Es por ello que surgen a menudo voces que reclaman una mayor templanza a los aficionados. Pero esas voces también pertenecen a una franja del juego en la que la gracia consiste en que todos asumimos un rol, como en cualquier grupo social. El fútbol es el espejo de la sociedad de consumo en la que vivimos, y del mismo modo según el cual no nos escapamos de las jerarquías en la calle o en nuestro trabajo, en el fútbol siempre van a haber posturas más enconadas y otras más tibias. Y yo no entiendo las unas sin las otras. Es la sal de todo esto.

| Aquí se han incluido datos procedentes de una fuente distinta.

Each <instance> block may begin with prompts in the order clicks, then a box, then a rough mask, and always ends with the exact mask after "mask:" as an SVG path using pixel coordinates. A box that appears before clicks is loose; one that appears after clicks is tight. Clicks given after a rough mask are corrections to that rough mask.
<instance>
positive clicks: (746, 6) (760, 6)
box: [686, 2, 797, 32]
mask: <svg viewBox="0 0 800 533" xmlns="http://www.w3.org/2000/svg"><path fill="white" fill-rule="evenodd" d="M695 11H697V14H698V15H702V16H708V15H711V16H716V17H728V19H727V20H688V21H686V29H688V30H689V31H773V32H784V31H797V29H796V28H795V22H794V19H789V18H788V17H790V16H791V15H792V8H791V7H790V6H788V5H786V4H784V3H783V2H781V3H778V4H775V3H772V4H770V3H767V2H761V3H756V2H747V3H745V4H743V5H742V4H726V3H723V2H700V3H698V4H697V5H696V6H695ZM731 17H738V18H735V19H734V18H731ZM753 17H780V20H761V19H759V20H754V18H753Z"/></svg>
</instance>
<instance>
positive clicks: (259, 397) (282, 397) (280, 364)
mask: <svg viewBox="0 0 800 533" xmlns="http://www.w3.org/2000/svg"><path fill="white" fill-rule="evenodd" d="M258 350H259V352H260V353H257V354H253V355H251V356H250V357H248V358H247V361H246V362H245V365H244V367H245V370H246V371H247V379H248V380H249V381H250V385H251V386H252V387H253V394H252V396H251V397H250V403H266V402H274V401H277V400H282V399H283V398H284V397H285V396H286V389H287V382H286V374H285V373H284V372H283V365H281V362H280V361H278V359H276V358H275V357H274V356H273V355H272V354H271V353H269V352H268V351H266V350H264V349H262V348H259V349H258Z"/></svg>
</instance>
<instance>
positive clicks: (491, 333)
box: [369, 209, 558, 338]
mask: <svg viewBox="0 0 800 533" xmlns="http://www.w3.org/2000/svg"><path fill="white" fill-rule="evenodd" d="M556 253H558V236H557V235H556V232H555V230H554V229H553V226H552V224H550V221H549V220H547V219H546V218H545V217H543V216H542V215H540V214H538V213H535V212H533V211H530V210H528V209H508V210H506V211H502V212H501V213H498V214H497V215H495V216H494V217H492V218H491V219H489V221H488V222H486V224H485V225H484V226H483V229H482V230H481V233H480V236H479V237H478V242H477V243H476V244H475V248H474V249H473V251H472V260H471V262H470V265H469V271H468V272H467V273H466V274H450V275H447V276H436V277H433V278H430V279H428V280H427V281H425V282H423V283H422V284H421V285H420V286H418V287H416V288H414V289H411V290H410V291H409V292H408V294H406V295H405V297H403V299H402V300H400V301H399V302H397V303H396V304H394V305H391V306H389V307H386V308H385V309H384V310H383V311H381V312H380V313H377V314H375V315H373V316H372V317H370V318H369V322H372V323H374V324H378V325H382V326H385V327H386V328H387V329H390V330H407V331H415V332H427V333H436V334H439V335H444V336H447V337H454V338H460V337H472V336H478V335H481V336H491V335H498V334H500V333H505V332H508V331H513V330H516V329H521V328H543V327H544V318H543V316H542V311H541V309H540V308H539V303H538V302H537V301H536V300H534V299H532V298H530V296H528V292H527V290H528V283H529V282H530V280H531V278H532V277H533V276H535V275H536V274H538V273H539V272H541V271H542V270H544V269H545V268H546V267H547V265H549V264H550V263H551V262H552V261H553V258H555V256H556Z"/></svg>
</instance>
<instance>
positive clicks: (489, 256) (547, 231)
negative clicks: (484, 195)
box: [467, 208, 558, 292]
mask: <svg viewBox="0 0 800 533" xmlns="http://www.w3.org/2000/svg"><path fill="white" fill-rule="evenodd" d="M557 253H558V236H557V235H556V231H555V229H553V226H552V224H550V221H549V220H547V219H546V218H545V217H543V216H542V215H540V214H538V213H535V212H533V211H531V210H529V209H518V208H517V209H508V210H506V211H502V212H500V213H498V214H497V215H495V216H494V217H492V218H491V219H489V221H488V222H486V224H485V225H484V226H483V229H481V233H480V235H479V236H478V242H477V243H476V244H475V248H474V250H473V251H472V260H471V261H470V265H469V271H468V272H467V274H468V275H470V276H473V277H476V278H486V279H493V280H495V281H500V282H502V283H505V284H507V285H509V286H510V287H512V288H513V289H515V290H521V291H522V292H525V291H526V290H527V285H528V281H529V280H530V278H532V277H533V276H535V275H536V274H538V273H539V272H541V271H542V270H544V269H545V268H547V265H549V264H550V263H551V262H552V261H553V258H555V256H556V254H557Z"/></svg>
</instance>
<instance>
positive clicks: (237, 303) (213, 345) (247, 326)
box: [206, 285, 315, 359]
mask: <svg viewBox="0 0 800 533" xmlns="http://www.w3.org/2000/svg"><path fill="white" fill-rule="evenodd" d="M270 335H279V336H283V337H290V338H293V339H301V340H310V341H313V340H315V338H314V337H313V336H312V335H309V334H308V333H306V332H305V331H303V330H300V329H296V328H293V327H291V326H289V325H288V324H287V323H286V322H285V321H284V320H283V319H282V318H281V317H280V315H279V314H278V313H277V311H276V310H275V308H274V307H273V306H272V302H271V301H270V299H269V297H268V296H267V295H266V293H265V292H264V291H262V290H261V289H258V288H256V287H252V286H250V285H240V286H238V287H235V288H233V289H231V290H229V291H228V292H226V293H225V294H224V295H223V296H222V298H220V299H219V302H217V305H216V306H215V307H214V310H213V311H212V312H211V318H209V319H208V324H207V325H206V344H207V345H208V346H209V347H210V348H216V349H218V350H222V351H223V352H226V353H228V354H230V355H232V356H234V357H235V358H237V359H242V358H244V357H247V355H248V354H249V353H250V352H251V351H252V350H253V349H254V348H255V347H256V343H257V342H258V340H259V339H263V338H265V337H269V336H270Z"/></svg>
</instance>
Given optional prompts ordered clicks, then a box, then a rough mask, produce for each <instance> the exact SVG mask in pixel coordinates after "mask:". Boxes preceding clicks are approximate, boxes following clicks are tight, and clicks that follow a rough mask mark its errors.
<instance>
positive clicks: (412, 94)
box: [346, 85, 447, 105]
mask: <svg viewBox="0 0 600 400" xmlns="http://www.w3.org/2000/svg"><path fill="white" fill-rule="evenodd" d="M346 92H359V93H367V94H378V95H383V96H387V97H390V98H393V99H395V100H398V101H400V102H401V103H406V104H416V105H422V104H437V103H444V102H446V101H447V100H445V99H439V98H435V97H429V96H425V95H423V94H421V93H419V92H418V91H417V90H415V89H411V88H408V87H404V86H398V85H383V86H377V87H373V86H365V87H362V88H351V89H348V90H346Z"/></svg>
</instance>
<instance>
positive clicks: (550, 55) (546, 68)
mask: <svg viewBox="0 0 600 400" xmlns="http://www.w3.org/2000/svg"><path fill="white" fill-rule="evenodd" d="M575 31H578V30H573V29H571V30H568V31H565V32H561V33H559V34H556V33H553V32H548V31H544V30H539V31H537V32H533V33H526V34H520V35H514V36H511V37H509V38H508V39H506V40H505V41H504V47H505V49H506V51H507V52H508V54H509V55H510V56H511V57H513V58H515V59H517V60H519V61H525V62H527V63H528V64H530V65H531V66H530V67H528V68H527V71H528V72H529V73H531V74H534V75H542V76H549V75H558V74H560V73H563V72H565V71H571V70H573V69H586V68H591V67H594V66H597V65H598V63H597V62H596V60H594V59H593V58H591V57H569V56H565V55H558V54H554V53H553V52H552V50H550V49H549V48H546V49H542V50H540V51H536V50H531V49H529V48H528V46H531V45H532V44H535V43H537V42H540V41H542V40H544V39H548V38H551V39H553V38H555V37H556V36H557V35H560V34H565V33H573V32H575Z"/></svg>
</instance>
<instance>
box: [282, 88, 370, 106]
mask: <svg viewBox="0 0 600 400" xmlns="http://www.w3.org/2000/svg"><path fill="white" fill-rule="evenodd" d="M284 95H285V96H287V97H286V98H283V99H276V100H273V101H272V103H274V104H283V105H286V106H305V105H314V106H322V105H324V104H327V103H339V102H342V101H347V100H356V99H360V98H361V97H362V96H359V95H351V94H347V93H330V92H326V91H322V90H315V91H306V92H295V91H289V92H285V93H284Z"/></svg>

Por ejemplo, hace poco se vaticinaba que la liga española corría un riesgo de bipolarización: por un lado, el Madrid y el Barça y, por otro, el resto. Los que clamábamos por que se tuviera paciencia y más consideración por equipos como el Sevilla somos esas posturas tibias. Pero ni tan siquiera nosotros equivocamos al mecanismo futbolero: ahora sacamos pecho por la victoria del Sevilla, que nos da la razón. Pero como esta es la liga española, y vivimos en una sociedad de prisas, si el Depor gana al Sevilla la próxima jornada pasaremos a una nueva situación, en la que tendremos un candidato más (el Depor) o en la que tanto Sevilla como Depor serán mediocres e irregulares equipos.

Yo de nuevo apuesto por la mesura. Y de paso, por el Sevilla. Y por no considerar que el Madrid se va a estrellar. Y me baso en como vi el Barça-Almería del pasado fin de semana: la grandeza de esto es que incluso un equipo como el andaluz puede poner en apuros al emperador del fútbol europeo. Aunque sea jugando ese "otro" fútbol. Porque hasta eso forma parte de la rueda del maravilloso juego.